On 1 February 2018, about 10 local government officials visited participants in We Walk, A Walk for Friendship at a temple in Nakhon Ratchasima and asked them to leave the temple earlier than planned.
According to Eakachai Issaratha, one of the marchers, the participants planned to stay for three nights at Wat Non Makok temple in Non Sung District before continuing their journey to Khon Kaen and the abbot of the temple had agreed to shelter them. However, about 10 local government officials visited the temple and told the march organisers that they could stay for only one night.
The officials claimed that there was a resolution from a meeting of soldiers, police officers, district officials, village heads and subdistrict heads, to allow them to stay for only one night.

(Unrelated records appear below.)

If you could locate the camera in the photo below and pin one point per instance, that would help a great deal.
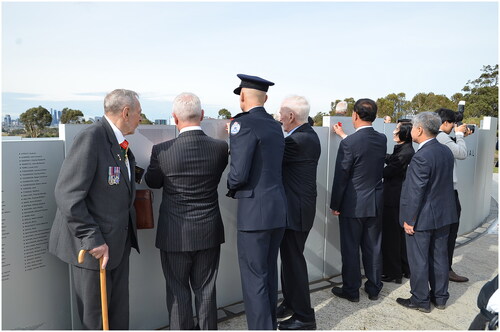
(459, 116)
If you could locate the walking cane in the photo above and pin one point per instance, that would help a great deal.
(104, 297)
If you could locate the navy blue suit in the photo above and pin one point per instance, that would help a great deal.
(255, 179)
(428, 204)
(357, 193)
(300, 163)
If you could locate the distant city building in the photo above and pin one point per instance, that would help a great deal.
(7, 120)
(161, 121)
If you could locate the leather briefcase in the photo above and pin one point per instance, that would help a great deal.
(144, 209)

The marchers could not stay in the area for 3 nights, because the district and provincial officials felt uncomfortable. The decision to let them stay in the area was not for the abbot alone to make, but rested also with the local administration.
“I asked them what worried them. Then I explained to them why we are here and that the Administrative Court already issued a temporary measure to protect our activities. Plus, we do everything openly, and we have no secret motive. They said that the district authorities are uncomfortable,” Eakachai told Prachatai.
The marchers subsequently decided to leave the temple as they did not want the abbot to be intimidated by the authorities. Eakachai demanded that the superior officials who are uncomfortable should have come to talk to the marchers directly, and not just send their subordinates to take all the blame like this.
The We Walk march kicked off at Thammasat University’s Rangsit campus on 20 January with four main issues: the right to universal health care, the rights of farmers, community and environmental rights, and the Constitution.
Previously, the administrative court ruled to guarantee the right to freedom of assembly of the We Walk march and ordered the authorities not to obstruct the activity. However, eight organisers of the march are still facing prosecution for violating the junta’s ban on public assembly.